Stephen shouted in surprise, sprawled on hands and knees in the mess, and Naomi let out this breathless little scream of terror like a rabbit seized by a cat. Billy was out of his chair, thick pale fingers in her scalp clenching her chopped-off hair and nobody was doing anything, we were all sitting there, standing there, holding our breaths, waiting. Even knowing it’d take him only seconds, a second, to snap her neck.
“It was my fault,” Stephen said, almost slipping again in a juice puddle as he dragged himself to his feet. “I wasn’t looking where I was going, she was picking up—”
“You little shit,” Billy whispered, nose to nose with Naomi.

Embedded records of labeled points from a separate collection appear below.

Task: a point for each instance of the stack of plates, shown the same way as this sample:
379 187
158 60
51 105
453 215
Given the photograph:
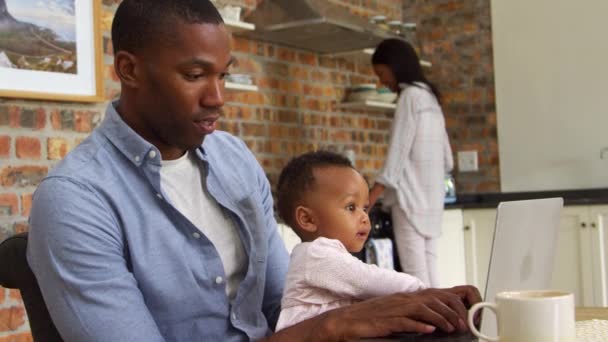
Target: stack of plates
369 92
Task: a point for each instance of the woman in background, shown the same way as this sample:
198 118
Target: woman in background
419 156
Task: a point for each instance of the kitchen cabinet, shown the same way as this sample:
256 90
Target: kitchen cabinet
451 267
238 26
579 266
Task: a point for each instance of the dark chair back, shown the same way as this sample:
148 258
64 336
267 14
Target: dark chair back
15 273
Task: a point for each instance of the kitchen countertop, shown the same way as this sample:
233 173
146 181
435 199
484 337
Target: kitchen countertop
491 199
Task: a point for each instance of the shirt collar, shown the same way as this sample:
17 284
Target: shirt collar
126 140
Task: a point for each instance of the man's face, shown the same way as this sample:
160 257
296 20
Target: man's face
181 86
339 203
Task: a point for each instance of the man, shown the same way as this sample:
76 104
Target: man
158 228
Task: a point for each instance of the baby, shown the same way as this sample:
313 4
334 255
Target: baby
325 200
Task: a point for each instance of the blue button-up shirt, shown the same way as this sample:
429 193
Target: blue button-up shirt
117 262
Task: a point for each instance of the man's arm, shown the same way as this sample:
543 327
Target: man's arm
277 256
76 250
421 311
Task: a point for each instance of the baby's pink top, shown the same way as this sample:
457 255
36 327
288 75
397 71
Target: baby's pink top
323 276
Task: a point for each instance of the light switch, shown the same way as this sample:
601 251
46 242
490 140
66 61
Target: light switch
467 161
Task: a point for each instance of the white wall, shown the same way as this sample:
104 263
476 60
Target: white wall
551 69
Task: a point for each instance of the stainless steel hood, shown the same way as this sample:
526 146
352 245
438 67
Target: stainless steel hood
314 25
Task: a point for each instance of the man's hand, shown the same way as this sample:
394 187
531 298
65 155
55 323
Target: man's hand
422 311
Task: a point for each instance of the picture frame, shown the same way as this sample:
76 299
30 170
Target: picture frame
46 60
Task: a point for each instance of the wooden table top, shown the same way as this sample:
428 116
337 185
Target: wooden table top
587 313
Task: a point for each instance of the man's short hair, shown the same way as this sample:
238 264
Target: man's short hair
140 24
297 178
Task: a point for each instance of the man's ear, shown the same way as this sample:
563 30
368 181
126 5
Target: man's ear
305 219
126 68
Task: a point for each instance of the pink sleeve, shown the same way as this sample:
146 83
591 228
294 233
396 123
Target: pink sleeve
329 266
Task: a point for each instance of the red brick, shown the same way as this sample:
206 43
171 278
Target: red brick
26 204
27 148
5 146
56 119
20 337
57 148
8 204
11 318
15 295
22 175
110 73
286 55
240 44
307 58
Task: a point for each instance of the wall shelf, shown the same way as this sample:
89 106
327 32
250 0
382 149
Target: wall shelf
367 105
365 56
231 86
238 26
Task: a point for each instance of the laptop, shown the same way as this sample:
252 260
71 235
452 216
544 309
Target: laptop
523 251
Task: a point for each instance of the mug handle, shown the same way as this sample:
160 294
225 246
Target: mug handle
471 316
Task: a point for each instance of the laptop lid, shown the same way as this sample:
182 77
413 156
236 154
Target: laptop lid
523 250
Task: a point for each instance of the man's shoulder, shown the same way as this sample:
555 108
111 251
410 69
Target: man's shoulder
226 148
80 162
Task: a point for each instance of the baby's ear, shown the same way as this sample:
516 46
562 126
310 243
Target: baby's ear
305 219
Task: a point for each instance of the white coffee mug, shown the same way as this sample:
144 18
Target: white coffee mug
530 316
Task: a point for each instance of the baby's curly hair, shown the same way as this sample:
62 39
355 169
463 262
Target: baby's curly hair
297 178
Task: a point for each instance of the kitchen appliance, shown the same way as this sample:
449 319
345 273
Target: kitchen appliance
314 25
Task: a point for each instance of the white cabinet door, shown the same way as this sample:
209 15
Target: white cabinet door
568 269
450 250
478 236
598 218
580 265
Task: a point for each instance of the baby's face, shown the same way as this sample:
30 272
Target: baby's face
339 204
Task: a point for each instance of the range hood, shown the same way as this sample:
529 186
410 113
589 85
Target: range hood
314 25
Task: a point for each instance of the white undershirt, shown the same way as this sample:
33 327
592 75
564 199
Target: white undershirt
182 182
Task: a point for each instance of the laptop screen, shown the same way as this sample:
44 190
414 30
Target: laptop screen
523 249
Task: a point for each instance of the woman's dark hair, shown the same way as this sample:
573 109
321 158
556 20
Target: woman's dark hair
402 59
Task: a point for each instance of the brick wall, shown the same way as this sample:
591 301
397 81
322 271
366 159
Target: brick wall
456 36
294 111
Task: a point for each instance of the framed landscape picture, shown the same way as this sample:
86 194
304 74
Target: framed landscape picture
51 50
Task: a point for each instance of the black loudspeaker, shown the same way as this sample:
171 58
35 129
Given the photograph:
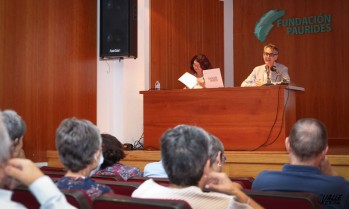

His hard ex’s voice had gone soft and molten like wax under a match, as if the rest of us were squawking receding dots he couldn’t see, couldn’t hear through the fog of his own rage. “Do I keep you around so you can starve me? Do I do that? Do I keep you so you can
fuck with my food
and get your miserable scrawny meat-stick ass in the way of—”
“It was my fault!” Stephen shouted. “I wasn’t looking!”
“Leave her alone,” Lisa whispered, and she was out of her chair again like someone had pulled her by the collar, like slow strangulating strings were forcing her to rise. “Get your hands off her, and leave her alone.”
“You fucked with my food.” Billy shook Naomi until I felt my own teeth rattling. His face was a smooth, bloodless mask, eyes the thinnest of paper slits. “You
fucked
with—”
“I didn’t mean it!” Naomi’s voice came out in a warbling little croak, like she hadn’t spoken in hours or days, and then she was sobbing hard knowing it wouldn’t do her any good. “I was picking up Janey’s napkin, I didn’t see, I’m sorry—”
“This how you want to behave, Naomi?” Mags was perfectly calm, sitting there popping another chunk of venison in her mouth as Naomi went scarlet from crying. “You want the Scissor Men to take you away? Because if you don’t wanna be a good girl, if you don’t even wanna look where you’re going, they can come take you someplace bad—”
“I don’t.” Naomi was gasping, snuffling back tears, Lisa was standing there vibrating with rage trying to judge her moment, couldn’t just jump in case he hurt Naomi, and Don was smiling at Stephen daring him to try. “I don’t want to go with them, I’m sorry, I’m sorry, I want to stay here with you—”
“Come on,” Kevin whispered, pushing back his chair, taking my arm ready to haul us both out the door. “Come with me and Phoebe. They’re too angry to care who they hurt. Come on quick.”
I stayed where I was because I couldn’t move. Phoebe sat there too, her eyes dark with unfeigned fear.
“You wanna go to the bad place?” Billy was singsonging now, a sneering lullaby from behind gleaming grinning teeth. “They’ll take you there, you little bitch, the Scissor Men’ll take you there
right now
and they’ll snip your hands clean off, snip your feet off, you’ll never run and trip people ever again, snip
snip
—”
Naomi made another sobbing screaming sound and Lisa was grappling with Don, who’d thrown himself feet-first in her path. Don’s chair went flying, Phoebe leapt out of the way before it could hit her and Kevin shoved her protectively behind him; Janey sat there smiling at nothing while Don and Lisa feverishly punched and kicked, scrabbling in the fallen meat scraps and drying smears of rice. Mags just laughed and kept stuffing her round pretty face and my skin felt swollen hot, my arm was raised with my water cup ready to fly at Mags’s head and then Janey, spacey oblivious Janey had my arm in a death grip, forcing it and the cup down with both hands. Stephen was brandishing something long and tarnished in Billy’s face, the big carving knife he’d dropped tripping over Naomi, and even though that was nothing to Billy but a rusty scrape, a papercut, we were all watching, the whole room was suddenly still and quiet. Stephen’s teeth were clenched tight and his face looked as flushed as Naomi’s, hot as mine felt, not with fear but rage.